However, when the team looked at the time between plasma sampling and AD diagnosis, they found a significant association between the presence of anti-HSV IgG antibodies and AD diagnosis among patients in whom there was at least 6.6 years between sampling and diagnosis, at 95.6% vs 90.0% for control individuals (OR, 2.250; P = .019).
In the second investigation, the team used data from the Betula project, an ongoing, longitudinal, prospective cohort study of aging, memory, and dementia among people living in Umeå. Of 3432 individuals who contributed at least one serum sample, 245 (7.1%) developed AD during an average follow-up period of 11.3 years.
Serum anti-HSV IgG antibodies were identified in 88.2% of the participants. Among those with anti-HSV IgG antibodies, 7.6% developed AD, compared with 3.4% of those without such antibodies. Adjusted analysis indicated that anti-HSV IgG antibodies did not increase the risk for AD, at a hazard ratio (HR) of 0.993 (P = .979).
The proportion of individuals with anti-HSV IgM antibodies, which indicate the presence of reactivated HSV1 infection, was 2.9%. AD developed in 15.0% of individuals with anti-HSV IgM antibodies, vs 6.9% of those without the antibodies, and anti-HSV IgM antibodies were significantly associated with the development of AD, at an HR of 1.959 (P = .012).
Dr Lövheim believes that the findings pave the way for studies on whether treating HSV1 infection could slow the development of AD.
"Herpes simplex infection is treatable with antiviral drugs, like acyclovir, so there is at least the possibility that treatment with those drugs might also be able to affect the progression to Alzheimer's disease," he said.
He also raised the possibility that treating HSV1 infection could help patients who have already developed AD to regain function.
"We know that the neurons in the brains of patients with Alzheimer's disease have a rather long phase when they are silent but not yet dead, so I would say there is a possibility that some symptoms might go back, or that one can halt the progression."
The findings are particularly important, insofar as AD is a considerable and growing healthcare burden.
"There are millions of people across the globe with Alzheimer's disease ― 5 million in the United States today – and in the US alone, at least half a million people every year die from Alzheimer's," Keith Fargo, PhD, director of scientific programs and outreach at the Alzheimer's Association, told Medscape Medical News.
"It's a major crisis, and it's something that we don't fully understand yet. The Alzheimer's Association is very supportive of any avenue of research that will help us to understand the causes of Alzheimer's disease and, hopefully, potentially a prevention or a cure."
However, Dr Fargo cautioned against overinterpreting the findings.
"I think it's too early at this point to think that these data will necessarily have clinical applications."
Dr Fargo emphasized that the studies show an association of risk, rather than a causal link between infection and the development of AD.
"There could be some third variable, such as a disorder of the immune system, that was conducive of both of those things," he pointed out.

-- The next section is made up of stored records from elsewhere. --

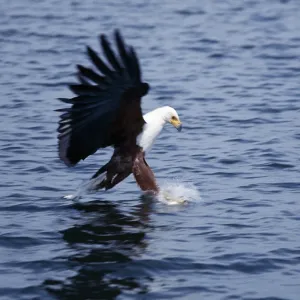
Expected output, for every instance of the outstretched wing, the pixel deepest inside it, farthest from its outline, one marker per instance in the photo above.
(107, 107)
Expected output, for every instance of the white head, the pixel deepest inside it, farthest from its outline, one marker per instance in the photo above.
(165, 114)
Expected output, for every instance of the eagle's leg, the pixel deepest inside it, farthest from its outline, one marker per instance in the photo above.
(143, 174)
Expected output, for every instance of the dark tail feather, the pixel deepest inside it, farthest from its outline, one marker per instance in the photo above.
(99, 179)
(108, 176)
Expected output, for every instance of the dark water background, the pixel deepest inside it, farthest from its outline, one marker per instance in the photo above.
(232, 71)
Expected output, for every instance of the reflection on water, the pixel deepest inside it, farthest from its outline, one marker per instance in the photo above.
(104, 242)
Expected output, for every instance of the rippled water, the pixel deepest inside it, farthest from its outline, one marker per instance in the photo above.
(231, 69)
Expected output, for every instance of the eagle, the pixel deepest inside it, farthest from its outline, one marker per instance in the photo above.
(106, 111)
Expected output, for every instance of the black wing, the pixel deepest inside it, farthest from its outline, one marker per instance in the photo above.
(107, 108)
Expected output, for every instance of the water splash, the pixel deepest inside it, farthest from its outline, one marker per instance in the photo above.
(87, 187)
(176, 192)
(171, 192)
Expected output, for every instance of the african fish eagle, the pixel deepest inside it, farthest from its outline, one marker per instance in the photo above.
(106, 111)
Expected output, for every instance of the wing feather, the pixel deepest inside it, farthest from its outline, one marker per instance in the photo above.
(106, 110)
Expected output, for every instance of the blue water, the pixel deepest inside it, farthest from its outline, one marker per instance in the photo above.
(232, 71)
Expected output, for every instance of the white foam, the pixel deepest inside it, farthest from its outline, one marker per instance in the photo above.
(175, 193)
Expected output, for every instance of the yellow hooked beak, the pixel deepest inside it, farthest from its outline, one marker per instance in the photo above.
(176, 123)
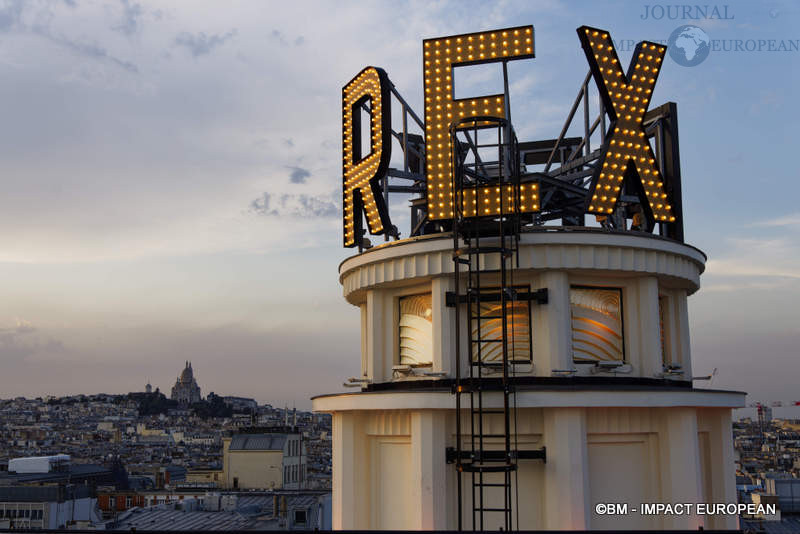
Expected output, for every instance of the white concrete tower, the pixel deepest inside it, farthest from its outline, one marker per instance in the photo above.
(629, 432)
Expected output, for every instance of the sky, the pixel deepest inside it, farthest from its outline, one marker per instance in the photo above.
(171, 182)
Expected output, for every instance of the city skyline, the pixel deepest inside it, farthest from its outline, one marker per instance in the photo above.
(172, 185)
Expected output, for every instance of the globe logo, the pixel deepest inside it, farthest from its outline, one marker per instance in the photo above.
(688, 45)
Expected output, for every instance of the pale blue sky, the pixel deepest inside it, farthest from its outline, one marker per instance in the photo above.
(138, 140)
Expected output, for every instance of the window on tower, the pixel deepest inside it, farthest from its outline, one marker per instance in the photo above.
(416, 330)
(597, 330)
(487, 330)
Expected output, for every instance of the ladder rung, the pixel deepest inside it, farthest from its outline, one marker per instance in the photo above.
(480, 468)
(491, 509)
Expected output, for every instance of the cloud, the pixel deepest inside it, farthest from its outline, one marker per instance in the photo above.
(298, 175)
(283, 40)
(10, 14)
(289, 205)
(200, 44)
(130, 18)
(792, 220)
(90, 50)
(22, 341)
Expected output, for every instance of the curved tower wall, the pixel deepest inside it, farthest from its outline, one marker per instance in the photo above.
(628, 428)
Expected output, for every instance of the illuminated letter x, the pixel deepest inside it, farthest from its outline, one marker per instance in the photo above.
(627, 151)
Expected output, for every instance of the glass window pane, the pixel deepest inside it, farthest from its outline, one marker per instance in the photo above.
(416, 330)
(597, 333)
(662, 313)
(487, 332)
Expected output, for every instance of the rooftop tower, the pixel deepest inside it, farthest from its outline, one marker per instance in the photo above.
(525, 351)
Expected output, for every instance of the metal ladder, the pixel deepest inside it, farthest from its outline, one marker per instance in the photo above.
(485, 251)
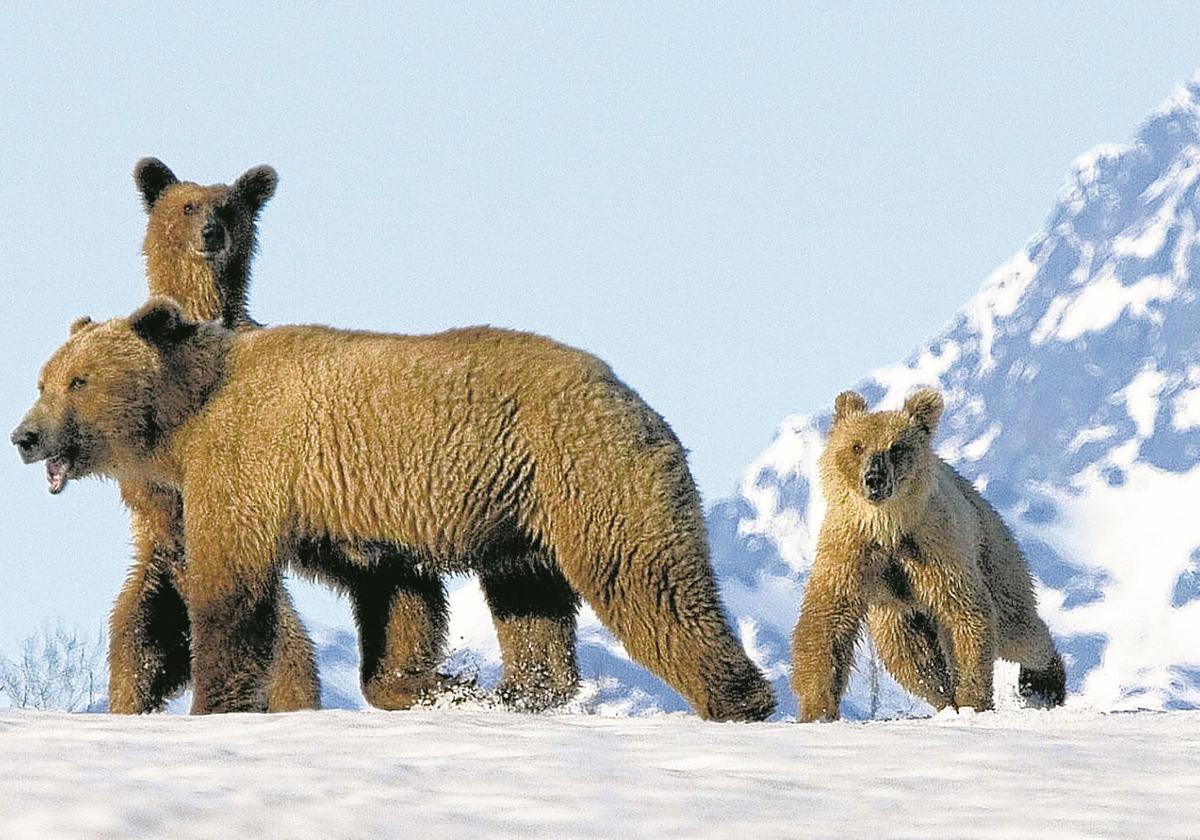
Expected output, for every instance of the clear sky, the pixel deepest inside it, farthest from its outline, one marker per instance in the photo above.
(743, 208)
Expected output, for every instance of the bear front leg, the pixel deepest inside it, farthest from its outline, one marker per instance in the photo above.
(911, 652)
(965, 612)
(533, 609)
(292, 679)
(149, 657)
(232, 588)
(823, 640)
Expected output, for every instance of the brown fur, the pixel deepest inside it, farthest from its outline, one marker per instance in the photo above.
(927, 562)
(467, 449)
(149, 630)
(401, 618)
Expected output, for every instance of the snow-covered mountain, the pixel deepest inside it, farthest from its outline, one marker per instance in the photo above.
(1073, 402)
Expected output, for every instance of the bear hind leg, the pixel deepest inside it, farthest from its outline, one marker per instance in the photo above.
(1043, 678)
(665, 610)
(402, 618)
(533, 609)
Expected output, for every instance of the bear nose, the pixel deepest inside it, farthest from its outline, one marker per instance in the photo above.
(25, 438)
(213, 235)
(877, 478)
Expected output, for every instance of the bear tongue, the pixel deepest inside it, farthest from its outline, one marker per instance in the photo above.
(57, 474)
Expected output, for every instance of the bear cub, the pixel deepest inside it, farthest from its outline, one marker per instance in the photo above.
(912, 549)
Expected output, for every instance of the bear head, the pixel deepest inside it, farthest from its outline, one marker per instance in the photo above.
(199, 239)
(115, 389)
(881, 457)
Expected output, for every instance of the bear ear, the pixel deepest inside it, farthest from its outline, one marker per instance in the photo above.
(161, 323)
(847, 405)
(153, 177)
(925, 408)
(255, 186)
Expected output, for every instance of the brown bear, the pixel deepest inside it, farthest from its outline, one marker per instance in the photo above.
(466, 450)
(910, 546)
(198, 245)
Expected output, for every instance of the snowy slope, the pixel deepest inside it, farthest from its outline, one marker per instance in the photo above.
(1073, 401)
(491, 774)
(1073, 390)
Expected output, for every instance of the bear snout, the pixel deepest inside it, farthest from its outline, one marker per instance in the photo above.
(28, 442)
(877, 479)
(214, 237)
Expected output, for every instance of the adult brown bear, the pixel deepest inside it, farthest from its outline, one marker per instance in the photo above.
(465, 449)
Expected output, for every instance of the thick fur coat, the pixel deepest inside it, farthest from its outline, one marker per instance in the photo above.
(469, 450)
(198, 247)
(911, 547)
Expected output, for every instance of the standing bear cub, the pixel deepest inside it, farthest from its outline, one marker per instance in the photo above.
(910, 546)
(463, 450)
(198, 246)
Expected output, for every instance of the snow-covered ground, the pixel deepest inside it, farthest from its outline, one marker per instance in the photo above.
(484, 773)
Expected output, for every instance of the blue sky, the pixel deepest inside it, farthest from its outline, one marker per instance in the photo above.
(742, 208)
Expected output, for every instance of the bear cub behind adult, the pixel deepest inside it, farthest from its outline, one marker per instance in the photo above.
(910, 546)
(198, 247)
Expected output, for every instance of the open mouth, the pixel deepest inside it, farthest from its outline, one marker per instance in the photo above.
(58, 473)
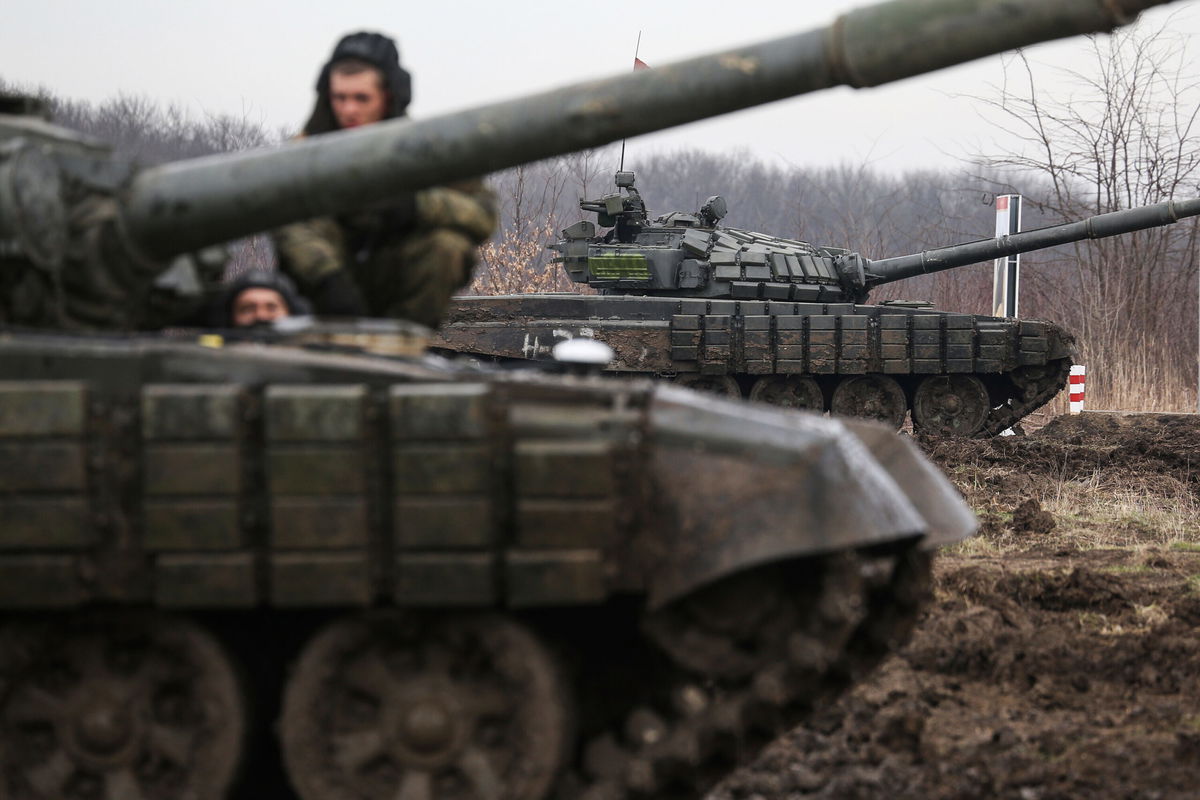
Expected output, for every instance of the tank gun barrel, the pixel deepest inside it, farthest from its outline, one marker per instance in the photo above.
(185, 205)
(1098, 227)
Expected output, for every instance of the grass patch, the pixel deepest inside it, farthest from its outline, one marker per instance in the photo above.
(1126, 569)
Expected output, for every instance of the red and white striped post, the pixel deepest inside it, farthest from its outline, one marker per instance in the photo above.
(1078, 373)
(1006, 282)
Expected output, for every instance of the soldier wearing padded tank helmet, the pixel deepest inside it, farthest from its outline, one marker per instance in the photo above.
(403, 259)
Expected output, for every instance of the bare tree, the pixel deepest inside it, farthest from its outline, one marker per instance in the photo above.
(1126, 136)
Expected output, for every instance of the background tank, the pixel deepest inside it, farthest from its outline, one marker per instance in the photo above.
(432, 581)
(781, 320)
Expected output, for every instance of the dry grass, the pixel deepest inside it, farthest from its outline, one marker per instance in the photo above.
(1095, 512)
(517, 262)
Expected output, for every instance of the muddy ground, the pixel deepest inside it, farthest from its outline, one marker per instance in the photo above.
(1061, 655)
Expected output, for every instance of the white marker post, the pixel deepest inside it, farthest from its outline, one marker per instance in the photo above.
(1075, 388)
(1006, 282)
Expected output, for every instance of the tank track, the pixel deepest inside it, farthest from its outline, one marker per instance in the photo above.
(1038, 386)
(711, 726)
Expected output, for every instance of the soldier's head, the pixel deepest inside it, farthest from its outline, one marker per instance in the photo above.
(361, 83)
(259, 296)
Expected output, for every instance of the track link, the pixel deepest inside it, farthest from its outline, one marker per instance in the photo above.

"If that's the case, it would not necessarily be expected that an antiviral would do anything to change the risk at all. Even if there is a causative link between the viral infection or reactivation and the development of Alzheimer's disease, it's not known yet whether the kinds of antiviral therapies that are available today would be effective against the link between the virus and Alzheimer's disease."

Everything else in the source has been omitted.